2018年11月6日

German decision on D&O insurance in insolvencies

According to the German Act on Limited Liability Companies, a managing director is personally liable for payments that have been made despite insolvency. In this case the managing director of a company had been successfully held liable by the company’s insolvency administrator since the company had executed payments during insolvency. The insolvency administrator successfully obtained a court order against the managing director who, in turn, notified her D&O insurance and demanded an exemption regarding this claim. Her action was unsuccessful and she appealed proceedings before the Higher Regional Court in Dusseldorf.
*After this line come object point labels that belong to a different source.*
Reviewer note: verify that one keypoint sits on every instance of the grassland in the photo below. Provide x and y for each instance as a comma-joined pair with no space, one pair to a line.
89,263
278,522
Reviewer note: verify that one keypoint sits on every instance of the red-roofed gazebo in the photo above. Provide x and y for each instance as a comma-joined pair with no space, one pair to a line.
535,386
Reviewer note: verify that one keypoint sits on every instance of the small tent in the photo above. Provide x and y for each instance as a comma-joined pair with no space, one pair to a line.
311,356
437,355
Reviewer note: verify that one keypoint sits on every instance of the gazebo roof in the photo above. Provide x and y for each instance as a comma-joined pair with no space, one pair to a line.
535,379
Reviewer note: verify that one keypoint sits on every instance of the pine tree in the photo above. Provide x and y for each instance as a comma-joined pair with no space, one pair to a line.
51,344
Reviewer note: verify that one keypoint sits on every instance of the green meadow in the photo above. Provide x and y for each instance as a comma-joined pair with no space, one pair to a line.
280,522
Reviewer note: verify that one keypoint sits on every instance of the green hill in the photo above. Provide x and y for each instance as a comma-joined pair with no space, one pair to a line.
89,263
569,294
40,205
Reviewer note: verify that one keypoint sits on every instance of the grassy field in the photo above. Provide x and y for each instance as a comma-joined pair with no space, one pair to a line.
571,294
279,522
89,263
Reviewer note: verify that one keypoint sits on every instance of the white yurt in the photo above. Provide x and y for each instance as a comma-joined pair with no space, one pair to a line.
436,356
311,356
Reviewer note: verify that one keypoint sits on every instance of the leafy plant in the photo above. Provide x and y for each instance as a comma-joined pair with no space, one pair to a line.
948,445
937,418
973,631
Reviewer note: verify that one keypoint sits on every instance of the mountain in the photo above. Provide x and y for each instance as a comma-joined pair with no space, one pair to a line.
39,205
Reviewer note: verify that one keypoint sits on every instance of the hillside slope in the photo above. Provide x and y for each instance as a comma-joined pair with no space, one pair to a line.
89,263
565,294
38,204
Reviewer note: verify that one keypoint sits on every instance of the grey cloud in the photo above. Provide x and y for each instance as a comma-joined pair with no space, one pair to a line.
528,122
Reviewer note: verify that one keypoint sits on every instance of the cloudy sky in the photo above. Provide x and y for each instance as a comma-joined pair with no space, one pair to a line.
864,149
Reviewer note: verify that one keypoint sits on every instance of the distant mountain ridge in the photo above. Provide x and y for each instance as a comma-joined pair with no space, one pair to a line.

However, her appeal was dismissed based on the following statements by the court of appeal:

  • In the court’s view such a claim is not covered by the insurance contract.
  • The liability claim is not comparable with typically insured claims for damages due to pecuniary loss. The claim is a "right of its own kind" which serves solely the interests of the creditors of an insolvent company and not the company’s interests as covered by D&O insurance.
  • D&O insurance is not designed to protect the interests of creditors and thus could not cover such claims resulting from such circumstances.

Practical relevance

The ruling should have great practical significance for managers of companies, insolvency administrators, insurance brokers and industrial insurers. Managing directors must now pay even more attention to avoid payments which lead to a liability. It is therefore to be expected that managing directors will have increased need for advice with regard to such claims against them.